Working at or managing a nonprofit is distinctly unlike the world of business, but you still have many of the same needs. You have to balance your budget and monitor your spending, while covering any travel expenses, or materials that you may need. While hoarding receipts may technically be an option, it isn’t exactly foolproof or a great way to manage your time. Nonprofit accounting practices have to be meticulous, especially since you’re accountable to a board of directors, your local community, clients, and government agencies. Partnering with an experienced accounting firm is perhaps your best bet.
You may have already considered simply hiring personnel to meet your accounting needs. Unfortunately, you could run into a number of problems. First and foremost, you’ll need someone that already has the background. In-house accountants with a background in nonprofit work are highly sought after and difficult to find. While you could hire someone fresh out of university, they’ll lack hands-on experience. That’s a potential risk, since a single mistake could cost you dearly. Smaller nonprofits or grassroots agencies simply may not have the budget for bookkeeping and accounting staff.
This really can’t be overstated. Depending on the number of programs, projects, staff, and volunteers you have, your accounting needs can quickly become more complex than you anticipate.
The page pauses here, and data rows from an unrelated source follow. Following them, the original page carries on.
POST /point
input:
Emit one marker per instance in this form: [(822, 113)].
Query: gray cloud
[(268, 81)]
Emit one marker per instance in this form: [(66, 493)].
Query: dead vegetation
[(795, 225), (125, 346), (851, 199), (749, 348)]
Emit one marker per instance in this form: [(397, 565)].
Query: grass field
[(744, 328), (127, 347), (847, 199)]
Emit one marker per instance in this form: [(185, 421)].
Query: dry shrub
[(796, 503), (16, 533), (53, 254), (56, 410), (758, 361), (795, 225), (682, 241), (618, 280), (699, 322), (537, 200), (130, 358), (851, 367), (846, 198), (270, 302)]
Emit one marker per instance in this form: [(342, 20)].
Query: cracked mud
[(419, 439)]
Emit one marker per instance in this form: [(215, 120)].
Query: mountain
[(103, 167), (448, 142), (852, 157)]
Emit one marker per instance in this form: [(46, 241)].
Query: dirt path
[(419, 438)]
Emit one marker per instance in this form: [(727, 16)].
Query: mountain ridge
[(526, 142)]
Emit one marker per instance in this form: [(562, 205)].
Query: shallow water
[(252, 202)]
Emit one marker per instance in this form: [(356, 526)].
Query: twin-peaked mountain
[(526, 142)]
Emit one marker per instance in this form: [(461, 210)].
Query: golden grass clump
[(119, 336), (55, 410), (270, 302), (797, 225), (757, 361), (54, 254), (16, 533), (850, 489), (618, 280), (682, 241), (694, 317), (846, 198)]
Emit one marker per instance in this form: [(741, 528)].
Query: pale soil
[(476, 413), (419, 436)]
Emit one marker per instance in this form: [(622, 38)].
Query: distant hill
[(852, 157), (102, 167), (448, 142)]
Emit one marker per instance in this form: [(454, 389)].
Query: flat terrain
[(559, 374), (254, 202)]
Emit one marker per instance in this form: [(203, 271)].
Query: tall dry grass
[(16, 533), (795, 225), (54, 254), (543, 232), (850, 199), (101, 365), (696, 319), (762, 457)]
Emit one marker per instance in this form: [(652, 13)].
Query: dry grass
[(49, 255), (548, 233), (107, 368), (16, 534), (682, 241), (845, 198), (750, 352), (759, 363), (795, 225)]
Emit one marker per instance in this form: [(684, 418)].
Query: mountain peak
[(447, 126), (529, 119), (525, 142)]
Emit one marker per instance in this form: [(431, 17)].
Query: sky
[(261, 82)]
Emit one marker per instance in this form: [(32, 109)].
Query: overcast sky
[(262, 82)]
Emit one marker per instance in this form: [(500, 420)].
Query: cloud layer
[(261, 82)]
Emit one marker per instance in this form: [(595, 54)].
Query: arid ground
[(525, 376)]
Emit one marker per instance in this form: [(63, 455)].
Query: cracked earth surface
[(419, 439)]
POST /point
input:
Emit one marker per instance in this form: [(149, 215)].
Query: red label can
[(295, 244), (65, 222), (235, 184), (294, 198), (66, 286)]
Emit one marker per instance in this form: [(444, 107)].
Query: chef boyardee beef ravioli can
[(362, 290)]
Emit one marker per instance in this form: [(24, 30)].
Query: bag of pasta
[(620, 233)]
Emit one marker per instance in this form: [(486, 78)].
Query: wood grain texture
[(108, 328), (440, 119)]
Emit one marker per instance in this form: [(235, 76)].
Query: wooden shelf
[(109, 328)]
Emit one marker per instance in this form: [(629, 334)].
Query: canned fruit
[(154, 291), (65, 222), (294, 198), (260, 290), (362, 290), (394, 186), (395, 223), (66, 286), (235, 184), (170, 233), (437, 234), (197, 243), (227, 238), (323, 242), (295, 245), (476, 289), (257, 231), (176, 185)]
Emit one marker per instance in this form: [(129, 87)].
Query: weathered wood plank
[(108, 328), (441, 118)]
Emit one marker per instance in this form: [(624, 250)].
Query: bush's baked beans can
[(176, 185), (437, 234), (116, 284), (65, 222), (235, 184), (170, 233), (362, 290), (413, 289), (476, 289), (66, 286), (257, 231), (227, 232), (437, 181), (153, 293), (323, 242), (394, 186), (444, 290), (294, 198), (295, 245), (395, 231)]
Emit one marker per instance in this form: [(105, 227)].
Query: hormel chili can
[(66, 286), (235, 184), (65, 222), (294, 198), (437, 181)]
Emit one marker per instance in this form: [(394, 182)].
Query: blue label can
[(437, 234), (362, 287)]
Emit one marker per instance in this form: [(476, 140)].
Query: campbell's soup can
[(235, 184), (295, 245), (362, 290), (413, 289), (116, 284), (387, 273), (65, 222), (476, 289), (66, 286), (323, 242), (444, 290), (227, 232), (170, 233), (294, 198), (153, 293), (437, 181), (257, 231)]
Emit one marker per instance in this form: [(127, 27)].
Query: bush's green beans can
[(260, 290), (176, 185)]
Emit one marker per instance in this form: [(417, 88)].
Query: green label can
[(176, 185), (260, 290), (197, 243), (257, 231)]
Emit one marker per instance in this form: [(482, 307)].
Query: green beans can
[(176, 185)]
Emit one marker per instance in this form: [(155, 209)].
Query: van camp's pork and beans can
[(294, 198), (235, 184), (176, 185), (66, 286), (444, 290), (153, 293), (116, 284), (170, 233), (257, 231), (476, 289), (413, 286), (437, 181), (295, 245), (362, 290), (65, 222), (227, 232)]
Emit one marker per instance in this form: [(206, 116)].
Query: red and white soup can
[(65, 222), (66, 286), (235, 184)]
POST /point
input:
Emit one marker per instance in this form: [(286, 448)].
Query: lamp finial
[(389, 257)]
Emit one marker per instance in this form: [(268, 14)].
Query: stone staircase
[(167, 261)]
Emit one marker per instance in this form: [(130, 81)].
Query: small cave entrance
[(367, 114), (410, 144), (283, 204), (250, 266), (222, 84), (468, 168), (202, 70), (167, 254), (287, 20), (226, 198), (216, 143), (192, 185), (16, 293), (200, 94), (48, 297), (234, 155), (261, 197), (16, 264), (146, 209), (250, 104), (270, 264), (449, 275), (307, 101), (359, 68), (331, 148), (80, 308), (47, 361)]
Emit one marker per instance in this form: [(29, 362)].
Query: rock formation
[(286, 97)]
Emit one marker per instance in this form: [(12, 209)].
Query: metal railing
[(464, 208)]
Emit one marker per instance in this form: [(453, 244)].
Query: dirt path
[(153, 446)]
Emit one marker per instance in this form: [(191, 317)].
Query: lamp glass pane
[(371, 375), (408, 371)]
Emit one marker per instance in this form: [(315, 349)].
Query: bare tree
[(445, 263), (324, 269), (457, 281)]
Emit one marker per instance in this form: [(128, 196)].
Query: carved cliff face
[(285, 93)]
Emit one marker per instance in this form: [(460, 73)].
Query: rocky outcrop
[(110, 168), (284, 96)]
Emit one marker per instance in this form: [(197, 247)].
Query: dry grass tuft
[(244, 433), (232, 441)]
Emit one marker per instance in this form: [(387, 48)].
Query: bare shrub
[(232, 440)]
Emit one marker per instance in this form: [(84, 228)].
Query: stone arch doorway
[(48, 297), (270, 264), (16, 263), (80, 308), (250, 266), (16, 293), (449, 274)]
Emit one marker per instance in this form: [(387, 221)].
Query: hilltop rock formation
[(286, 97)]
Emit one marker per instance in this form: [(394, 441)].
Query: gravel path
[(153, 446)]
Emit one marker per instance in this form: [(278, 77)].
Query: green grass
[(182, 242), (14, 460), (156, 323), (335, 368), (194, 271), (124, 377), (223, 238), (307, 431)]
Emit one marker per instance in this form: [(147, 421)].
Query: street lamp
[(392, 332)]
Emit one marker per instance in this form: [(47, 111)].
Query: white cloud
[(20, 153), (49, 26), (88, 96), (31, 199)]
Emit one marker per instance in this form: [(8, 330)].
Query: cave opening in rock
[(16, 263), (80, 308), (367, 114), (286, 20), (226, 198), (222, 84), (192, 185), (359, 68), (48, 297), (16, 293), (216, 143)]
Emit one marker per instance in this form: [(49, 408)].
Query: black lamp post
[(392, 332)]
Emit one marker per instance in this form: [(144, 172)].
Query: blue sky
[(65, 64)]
Combine all of that with travel, training, and materials, and you could be looking at a serious workload. That’s not even mentioning grant funding, donations, or endowments. While all of this may seem common knowledge to you on the programmatic side of things, the fiscal role looks quite different.
Having an accounting partner that specializes in working with nonprofits and understands your needs makes a massive difference. This is true both in terms of outcomes and also with your peace of mind. Having someone who understands the work you do, the role that you play in your local community, and the needs that demand your attention, really does affect your confidence in their success.
Everyone knows that things don’t always go according to schedule, especially if you deal with disaster response or other time-sensitive areas. It’s essential that you have access to your partner, so you can ask questions, receive updates, and generally stay on top of your finances. Nonprofit accounting isn’t easy to manage, but it’s integral to what you do. Having a firm that appreciates the demands, occasional chaos, and importance of your mission can make a real impact.